As the Lassen County Sheriff ’s Office opens it doors for community members to see the inner workings of the law enforcement building and corresponding jail, attendees also had a chance to learn about what projects and problems the department is facing.
Wednesday, May 24, the sheriff ’s office held it’s annual open house, although this time Lassen County Sheriff Dean Growdon made a presentation to those who remained after on what factors were impacting crime and what the local agency is working on.
A large portion of the presentation focused on what was adding to a crime increase in the area.
Recent justice system reforms, like Proposition 47, and Assembly Bill 109, have assisted in making it more difficult to arrest people and put them in jail.
“These are all huge, huge changes,” Growdon told the crowd.
AB 109 kind of acted as a catalyst for over-crowded prisons, Growdon claimed, with the bill aiding in making some felonies ineligible for state prison. “Now most of these people
stay in jail,” he said.
With Prop. 47, some felonies were reduced to misdemeanors and it also helped to limit the ability of law enforcement to obtain search warrants.
Growdon also stressed how difficult it is to arrest someone for a misdemeanor now if the act is not committed in the presence of an officer.
Additionally, he noted, how law enforcement handles drugs has changed.
“The drug enforcement we pretty much did forever is dead,” he said, adding an example of how when they used to catch someone in possession of illegal drugs, they could use those caught as an informant to reach the drug provider.
However, now, because of changing legislation, drugs are now a cite and release situation.
Growdon also discussed how Prop. 57, which has yet to affect Lassen County, allows non-violent offenders to get earlier consideration for parole based on a variety of factors.

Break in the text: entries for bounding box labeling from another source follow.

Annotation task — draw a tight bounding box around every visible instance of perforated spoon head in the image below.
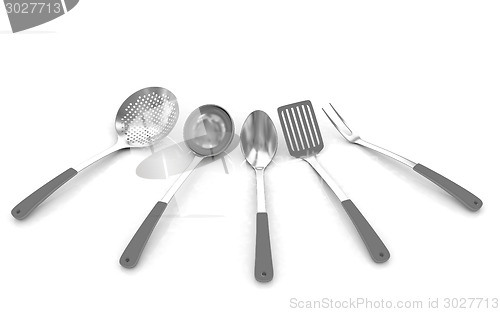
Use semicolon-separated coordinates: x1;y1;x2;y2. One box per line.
115;87;179;147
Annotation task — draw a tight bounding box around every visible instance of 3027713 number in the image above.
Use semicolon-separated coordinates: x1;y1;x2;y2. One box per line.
5;2;62;14
444;298;499;309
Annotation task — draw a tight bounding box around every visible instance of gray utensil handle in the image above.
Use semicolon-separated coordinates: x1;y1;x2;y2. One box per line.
413;164;483;211
342;199;391;263
120;201;167;269
255;212;274;283
11;168;78;220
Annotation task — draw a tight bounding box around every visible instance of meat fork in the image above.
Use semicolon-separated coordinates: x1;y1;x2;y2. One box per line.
323;103;483;211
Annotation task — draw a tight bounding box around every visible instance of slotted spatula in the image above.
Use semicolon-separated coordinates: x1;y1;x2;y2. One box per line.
278;101;390;263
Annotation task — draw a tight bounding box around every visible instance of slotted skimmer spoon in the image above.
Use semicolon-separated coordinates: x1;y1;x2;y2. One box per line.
120;105;234;269
240;111;278;282
278;101;390;263
12;87;179;220
323;104;483;211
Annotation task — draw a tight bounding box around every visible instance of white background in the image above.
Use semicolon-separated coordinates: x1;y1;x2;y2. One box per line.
0;0;500;312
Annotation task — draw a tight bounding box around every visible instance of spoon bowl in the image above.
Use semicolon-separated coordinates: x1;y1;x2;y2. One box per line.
240;110;278;169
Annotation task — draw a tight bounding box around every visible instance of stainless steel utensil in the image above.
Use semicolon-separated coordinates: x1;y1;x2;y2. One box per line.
240;111;278;282
278;101;390;263
12;87;179;220
323;104;483;211
120;105;234;269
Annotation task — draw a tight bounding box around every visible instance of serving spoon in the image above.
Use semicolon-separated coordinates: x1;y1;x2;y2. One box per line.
240;110;278;282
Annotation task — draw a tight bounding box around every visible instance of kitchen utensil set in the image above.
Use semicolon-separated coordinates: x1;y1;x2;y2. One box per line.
12;87;483;282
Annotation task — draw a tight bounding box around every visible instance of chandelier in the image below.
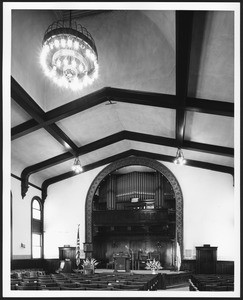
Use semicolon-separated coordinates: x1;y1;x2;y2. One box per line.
40;13;98;90
174;149;186;165
72;157;83;174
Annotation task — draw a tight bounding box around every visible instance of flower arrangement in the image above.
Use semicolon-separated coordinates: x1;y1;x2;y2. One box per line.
145;258;163;272
81;258;99;269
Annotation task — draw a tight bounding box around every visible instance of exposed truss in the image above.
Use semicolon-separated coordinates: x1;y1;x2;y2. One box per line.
11;11;234;198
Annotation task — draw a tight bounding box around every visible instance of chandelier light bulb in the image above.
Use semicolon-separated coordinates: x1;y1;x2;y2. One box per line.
67;39;73;48
54;40;60;48
73;41;79;50
61;39;66;48
40;21;98;91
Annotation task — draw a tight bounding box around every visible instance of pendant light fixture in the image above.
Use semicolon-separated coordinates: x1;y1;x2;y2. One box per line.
174;148;186;165
40;11;98;90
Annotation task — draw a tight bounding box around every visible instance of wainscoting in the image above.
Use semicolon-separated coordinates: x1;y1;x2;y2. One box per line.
181;259;234;274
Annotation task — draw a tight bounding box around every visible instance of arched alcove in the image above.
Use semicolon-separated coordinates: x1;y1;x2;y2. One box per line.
84;157;183;260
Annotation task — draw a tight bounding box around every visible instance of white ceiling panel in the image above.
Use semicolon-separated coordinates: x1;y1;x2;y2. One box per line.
57;102;175;147
11;99;31;128
130;141;234;167
183;150;234;167
57;102;124;147
113;103;175;138
31;141;130;184
188;11;234;102
80;140;131;165
185;112;234;148
130;141;177;156
11;129;66;167
30;159;74;185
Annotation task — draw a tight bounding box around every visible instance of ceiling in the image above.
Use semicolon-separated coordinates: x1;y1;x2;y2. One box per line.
11;10;234;197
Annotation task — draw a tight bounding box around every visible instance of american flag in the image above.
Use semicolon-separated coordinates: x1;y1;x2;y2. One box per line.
76;224;80;266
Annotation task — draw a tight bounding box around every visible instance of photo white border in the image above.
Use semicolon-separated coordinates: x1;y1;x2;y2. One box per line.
2;2;240;298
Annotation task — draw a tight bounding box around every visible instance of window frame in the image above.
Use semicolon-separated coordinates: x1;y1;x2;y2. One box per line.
30;196;44;259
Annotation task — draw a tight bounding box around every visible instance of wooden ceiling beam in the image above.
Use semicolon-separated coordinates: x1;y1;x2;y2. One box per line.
176;11;193;148
41;150;133;201
11;77;78;156
41;149;234;201
21;130;234;198
21;130;234;197
11;89;234;141
11;78;234;141
185;97;234;117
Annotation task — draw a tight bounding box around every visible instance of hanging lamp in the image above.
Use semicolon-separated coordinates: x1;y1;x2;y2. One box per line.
174;148;186;165
72;157;83;174
40;11;98;90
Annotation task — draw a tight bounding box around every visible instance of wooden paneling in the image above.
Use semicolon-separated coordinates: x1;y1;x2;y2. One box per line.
196;245;217;274
93;209;168;226
11;259;45;270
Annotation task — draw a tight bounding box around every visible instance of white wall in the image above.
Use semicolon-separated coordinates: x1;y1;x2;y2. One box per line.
11;177;41;259
163;163;235;260
12;162;235;260
44;167;106;258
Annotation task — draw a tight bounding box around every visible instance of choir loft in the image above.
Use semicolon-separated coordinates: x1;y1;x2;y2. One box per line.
3;3;239;296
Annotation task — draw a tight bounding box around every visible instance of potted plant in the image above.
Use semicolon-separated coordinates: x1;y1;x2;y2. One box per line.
145;258;163;274
81;258;98;274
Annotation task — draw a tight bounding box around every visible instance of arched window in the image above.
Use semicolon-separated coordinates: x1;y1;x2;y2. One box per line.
31;197;43;258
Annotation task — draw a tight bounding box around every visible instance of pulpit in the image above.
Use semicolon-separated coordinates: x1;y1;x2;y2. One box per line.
113;252;130;272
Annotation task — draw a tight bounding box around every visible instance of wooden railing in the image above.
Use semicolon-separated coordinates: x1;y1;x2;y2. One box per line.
93;209;169;226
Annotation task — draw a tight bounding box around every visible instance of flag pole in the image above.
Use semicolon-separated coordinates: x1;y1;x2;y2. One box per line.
76;224;80;268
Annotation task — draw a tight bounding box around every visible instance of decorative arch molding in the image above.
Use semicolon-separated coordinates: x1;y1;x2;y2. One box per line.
84;156;183;253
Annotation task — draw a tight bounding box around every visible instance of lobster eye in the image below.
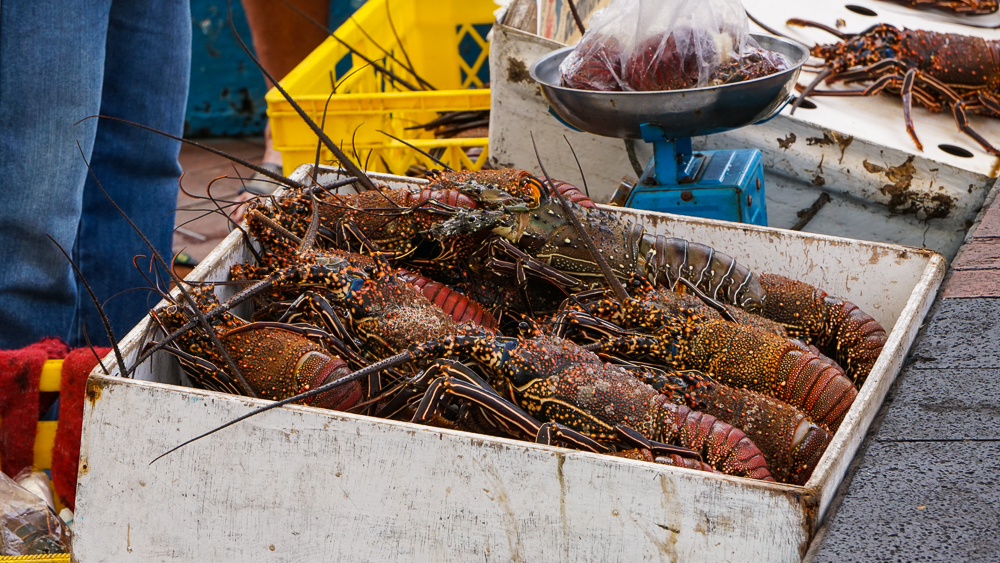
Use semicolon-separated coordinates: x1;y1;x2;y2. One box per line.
348;278;365;295
521;177;545;207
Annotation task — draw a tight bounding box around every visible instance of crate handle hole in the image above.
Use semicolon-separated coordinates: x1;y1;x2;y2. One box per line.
938;145;972;158
844;4;878;17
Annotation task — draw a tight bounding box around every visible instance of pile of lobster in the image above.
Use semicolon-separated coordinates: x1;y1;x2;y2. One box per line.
140;165;886;484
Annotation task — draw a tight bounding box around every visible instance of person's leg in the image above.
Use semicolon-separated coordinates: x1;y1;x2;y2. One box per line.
70;0;191;346
0;0;110;349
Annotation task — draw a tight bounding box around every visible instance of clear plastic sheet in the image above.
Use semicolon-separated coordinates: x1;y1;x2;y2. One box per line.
0;473;71;555
560;0;790;91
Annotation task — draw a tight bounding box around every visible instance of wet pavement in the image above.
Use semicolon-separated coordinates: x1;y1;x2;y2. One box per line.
805;183;1000;563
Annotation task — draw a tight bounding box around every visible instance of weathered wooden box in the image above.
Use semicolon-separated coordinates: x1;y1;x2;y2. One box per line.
75;169;945;563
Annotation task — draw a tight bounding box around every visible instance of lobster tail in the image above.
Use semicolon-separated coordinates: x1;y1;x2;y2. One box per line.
690;384;831;485
639;234;765;311
400;270;497;330
760;274;887;388
655;399;774;481
687;320;857;429
779;350;858;431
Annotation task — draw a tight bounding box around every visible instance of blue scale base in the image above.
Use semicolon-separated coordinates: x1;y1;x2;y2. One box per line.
625;125;767;226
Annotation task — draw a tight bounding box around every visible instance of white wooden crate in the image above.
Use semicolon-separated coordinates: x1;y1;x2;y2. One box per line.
74;165;945;563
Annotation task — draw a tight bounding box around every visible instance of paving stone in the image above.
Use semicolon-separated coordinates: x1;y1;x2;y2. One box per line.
951;238;1000;275
941;270;1000;299
972;209;1000;238
875;366;1000;441
810;442;1000;563
908;299;1000;369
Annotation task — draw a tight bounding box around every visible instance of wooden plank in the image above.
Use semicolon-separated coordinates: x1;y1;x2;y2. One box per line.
75;378;807;562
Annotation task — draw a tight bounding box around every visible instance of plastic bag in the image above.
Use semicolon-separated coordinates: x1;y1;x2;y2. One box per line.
0;473;72;555
560;0;790;91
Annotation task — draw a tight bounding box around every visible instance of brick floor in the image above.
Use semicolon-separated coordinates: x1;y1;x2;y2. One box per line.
941;184;1000;299
174;138;264;268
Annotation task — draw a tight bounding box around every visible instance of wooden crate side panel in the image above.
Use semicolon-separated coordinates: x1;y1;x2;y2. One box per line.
75;378;809;563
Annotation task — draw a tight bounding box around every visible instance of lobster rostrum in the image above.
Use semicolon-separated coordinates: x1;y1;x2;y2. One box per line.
434;196;765;311
150;286;362;410
787;19;1000;155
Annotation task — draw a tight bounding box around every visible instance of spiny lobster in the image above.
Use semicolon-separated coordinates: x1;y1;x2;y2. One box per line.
150;286;362;410
760;274;887;389
405;332;773;480
639;369;833;485
787;18;1000;156
560;279;857;429
435;200;765;310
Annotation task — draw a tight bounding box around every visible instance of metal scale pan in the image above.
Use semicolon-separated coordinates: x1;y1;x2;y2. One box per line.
530;35;809;225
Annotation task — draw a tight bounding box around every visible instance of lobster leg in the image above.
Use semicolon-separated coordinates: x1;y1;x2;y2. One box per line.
899;68;924;150
951;100;1000;156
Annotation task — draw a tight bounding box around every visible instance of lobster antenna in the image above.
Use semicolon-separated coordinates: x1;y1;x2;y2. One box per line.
80;324;111;376
149;351;413;465
563;135;590;197
272;0;434;92
312;91;337;186
378;129;455;172
76;141;257;397
380;0;428;90
788;68;833;115
677;278;739;324
529;132;629;303
73;114;306;188
206;170;263;264
226;0;377;190
45;233;125;373
299;190;319;254
784;18;854;41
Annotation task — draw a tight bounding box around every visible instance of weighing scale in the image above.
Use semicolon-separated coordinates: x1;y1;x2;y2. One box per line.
530;35;809;226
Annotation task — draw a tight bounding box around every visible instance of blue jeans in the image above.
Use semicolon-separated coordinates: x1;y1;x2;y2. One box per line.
0;0;191;349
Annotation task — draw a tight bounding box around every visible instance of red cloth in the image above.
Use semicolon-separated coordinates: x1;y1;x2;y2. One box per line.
0;338;69;477
52;348;111;510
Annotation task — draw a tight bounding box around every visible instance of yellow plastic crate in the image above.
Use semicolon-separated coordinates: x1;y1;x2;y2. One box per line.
265;0;496;175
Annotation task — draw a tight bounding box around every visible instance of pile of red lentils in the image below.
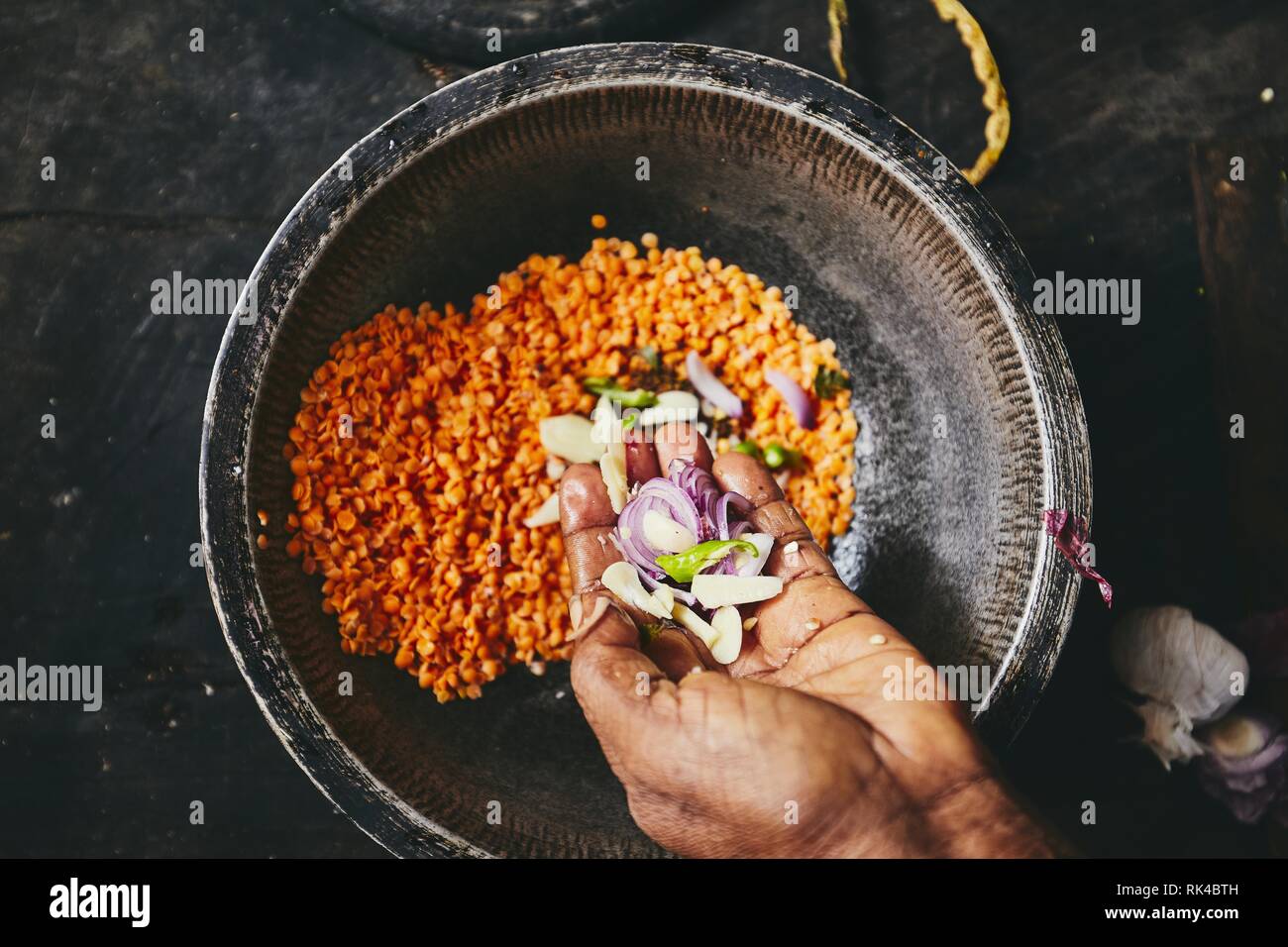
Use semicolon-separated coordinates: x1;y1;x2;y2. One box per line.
281;215;858;701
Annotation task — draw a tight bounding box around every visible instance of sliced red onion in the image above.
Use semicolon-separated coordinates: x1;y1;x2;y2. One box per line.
1042;510;1115;608
684;352;742;417
610;459;752;607
612;476;703;579
669;458;720;543
765;368;818;430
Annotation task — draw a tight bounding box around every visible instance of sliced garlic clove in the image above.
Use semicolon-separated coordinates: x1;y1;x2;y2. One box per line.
691;575;783;608
590;394;622;446
599;561;671;618
523;493;559;530
707;605;742;665
537;415;604;464
653;585;675;614
671;601;717;651
599;442;630;514
643;510;698;553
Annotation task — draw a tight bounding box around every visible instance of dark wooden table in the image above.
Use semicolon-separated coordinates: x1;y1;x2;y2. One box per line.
0;0;1288;856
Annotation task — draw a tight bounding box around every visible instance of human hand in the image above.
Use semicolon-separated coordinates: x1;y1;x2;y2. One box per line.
559;424;1051;857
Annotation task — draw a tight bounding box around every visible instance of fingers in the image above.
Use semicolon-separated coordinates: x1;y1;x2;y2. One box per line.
653;421;712;476
640;625;722;681
559;464;622;595
713;453;872;674
622;428;662;487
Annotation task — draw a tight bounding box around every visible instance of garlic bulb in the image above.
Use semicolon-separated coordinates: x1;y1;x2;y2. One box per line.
1109;605;1248;770
1197;710;1288;824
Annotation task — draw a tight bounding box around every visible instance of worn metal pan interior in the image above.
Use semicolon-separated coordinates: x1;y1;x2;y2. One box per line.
201;44;1091;856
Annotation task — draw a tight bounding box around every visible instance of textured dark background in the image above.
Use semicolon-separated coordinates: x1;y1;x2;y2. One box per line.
0;0;1288;856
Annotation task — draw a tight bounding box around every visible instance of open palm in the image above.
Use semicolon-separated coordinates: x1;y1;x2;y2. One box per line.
559;424;1048;857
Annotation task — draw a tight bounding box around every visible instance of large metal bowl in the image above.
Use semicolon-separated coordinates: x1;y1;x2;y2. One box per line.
201;44;1091;856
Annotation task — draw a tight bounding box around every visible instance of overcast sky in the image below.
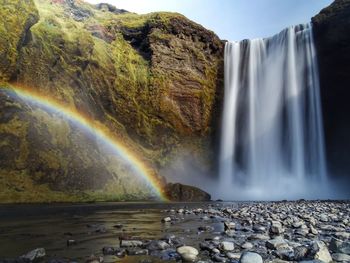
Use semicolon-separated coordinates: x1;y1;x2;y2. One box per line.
86;0;332;40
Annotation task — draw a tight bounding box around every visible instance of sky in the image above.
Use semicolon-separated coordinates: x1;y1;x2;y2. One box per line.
86;0;332;41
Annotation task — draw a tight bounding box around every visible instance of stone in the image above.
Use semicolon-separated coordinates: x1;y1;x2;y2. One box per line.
239;252;263;263
319;214;328;222
224;222;236;230
226;252;242;260
85;255;103;263
120;239;143;247
332;253;350;262
241;242;254;249
198;225;214;232
253;225;266;233
270;221;284;235
126;248;148;256
164;183;211;202
212;254;227;262
20;248;46;261
309;224;318;235
102;247;115;255
219;241;235;251
265;237;288;249
224;230;235;237
162;216;171;223
248;234;270;240
176;246;198;262
329;238;350;255
294;246;308;261
146;240;170;250
310;241;332;263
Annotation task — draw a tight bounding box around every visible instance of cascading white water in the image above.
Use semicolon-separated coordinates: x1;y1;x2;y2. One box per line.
219;24;326;199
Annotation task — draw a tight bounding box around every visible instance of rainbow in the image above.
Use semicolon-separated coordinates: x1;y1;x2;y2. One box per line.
0;85;168;201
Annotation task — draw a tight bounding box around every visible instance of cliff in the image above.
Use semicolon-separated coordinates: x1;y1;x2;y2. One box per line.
312;0;350;179
0;0;223;202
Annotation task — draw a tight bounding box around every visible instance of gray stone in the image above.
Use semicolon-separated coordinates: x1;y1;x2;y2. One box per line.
176;246;198;262
241;242;253;249
239;252;263;263
224;222;236;230
248;234;270;240
332;253;350;262
120;239;143;247
21;248;46;261
311;241;332;263
219;241;235;251
329;238;350;255
270;221;284;235
162;216;171;223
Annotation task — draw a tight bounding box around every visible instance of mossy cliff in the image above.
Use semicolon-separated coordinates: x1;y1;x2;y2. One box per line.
0;0;223;202
312;0;350;178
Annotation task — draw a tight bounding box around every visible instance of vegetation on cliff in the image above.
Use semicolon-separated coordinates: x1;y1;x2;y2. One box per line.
0;0;222;201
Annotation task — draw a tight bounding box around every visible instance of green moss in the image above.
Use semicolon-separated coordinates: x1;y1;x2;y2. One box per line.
0;0;37;81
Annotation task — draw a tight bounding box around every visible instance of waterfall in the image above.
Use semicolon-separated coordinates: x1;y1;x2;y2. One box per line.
219;24;326;199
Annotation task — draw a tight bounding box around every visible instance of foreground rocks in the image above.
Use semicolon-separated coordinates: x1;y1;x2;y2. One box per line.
0;201;350;263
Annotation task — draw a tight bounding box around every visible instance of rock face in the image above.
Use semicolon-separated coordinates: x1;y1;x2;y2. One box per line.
164;183;211;202
0;0;223;202
312;0;350;178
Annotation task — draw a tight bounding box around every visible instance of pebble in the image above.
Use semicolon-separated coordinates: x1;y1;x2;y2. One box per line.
176;246;198;262
239;252;263;263
162;216;171;223
332;253;350;262
120;240;143;247
219;241;235;251
20;248;46;261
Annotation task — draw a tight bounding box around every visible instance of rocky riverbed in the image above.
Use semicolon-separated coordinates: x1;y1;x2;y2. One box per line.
0;200;350;263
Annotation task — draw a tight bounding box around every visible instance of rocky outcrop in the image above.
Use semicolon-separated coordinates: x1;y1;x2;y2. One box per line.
312;0;350;176
164;183;211;202
0;0;223;202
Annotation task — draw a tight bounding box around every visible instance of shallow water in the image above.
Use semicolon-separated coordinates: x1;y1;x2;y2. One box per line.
0;203;235;262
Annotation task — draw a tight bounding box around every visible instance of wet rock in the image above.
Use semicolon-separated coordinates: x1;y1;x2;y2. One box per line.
164;183;211;202
162;216;171;223
319;214;328;222
176;246;198;262
120;239;143;247
224;230;235;237
224;222;236;230
212;254;228;262
266;237;288;249
270;221;284;235
147;240;170;250
309;224;318;235
253;225;266;233
241;242;254;249
102;247;115;255
20;248;46;262
219;241;235;251
67;239;78;247
309;241;332;263
103;255;119;263
332;253;350;262
294;246;308;261
226;252;242;260
126;248;148;256
239;252;263;263
329;238;350;255
85;255;103;263
198;226;214;232
248;234;270;240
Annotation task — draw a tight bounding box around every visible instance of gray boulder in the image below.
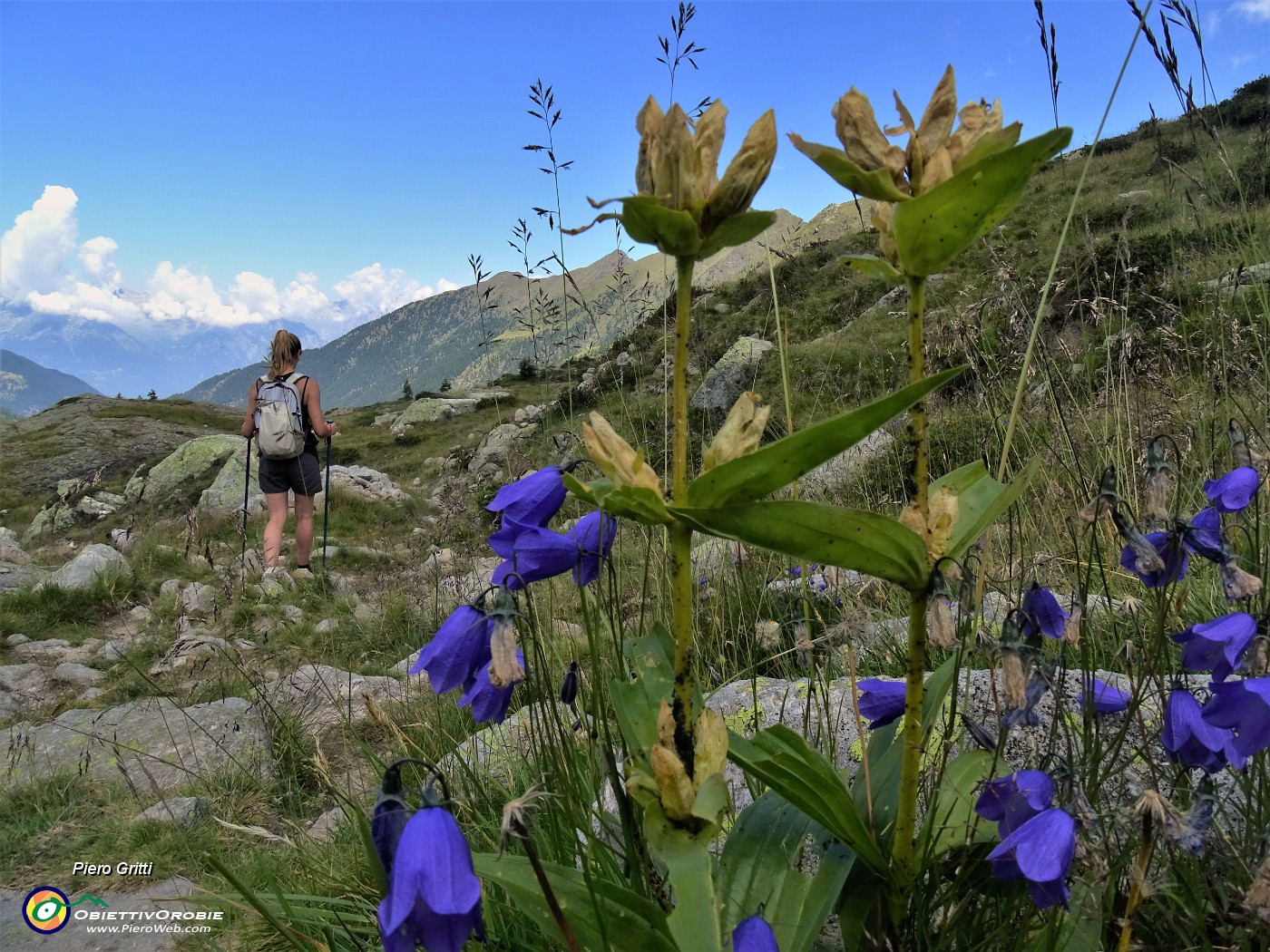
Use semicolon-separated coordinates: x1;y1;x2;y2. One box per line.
692;336;776;410
197;437;264;515
0;562;48;591
130;432;247;507
177;581;221;621
0;697;272;793
23;500;75;542
0;663;63;717
0;526;31;565
41;542;132;589
467;423;539;479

However, despite legislative changes, and personnel and criminal sophistication, which add to the changing atmosphere, Growdon noted how the local deputies are a great asset to the community.
“We have our people, we have really good people here,” he added, noting the department was putting a focus on hiring local people to patrol.
He also discussed the importance of the department participating in community events to show that they are a positive, helpful agency in the area. “We’re a part of the community,” Growdon added. “We want the kids to like us, we want to show that we’re approachable.”
In addition, during the presentation, Growdon mentioned projects the department was working on, such as updating the 911 system, SWAT equipment, volunteer programs, evidence storage and the jail.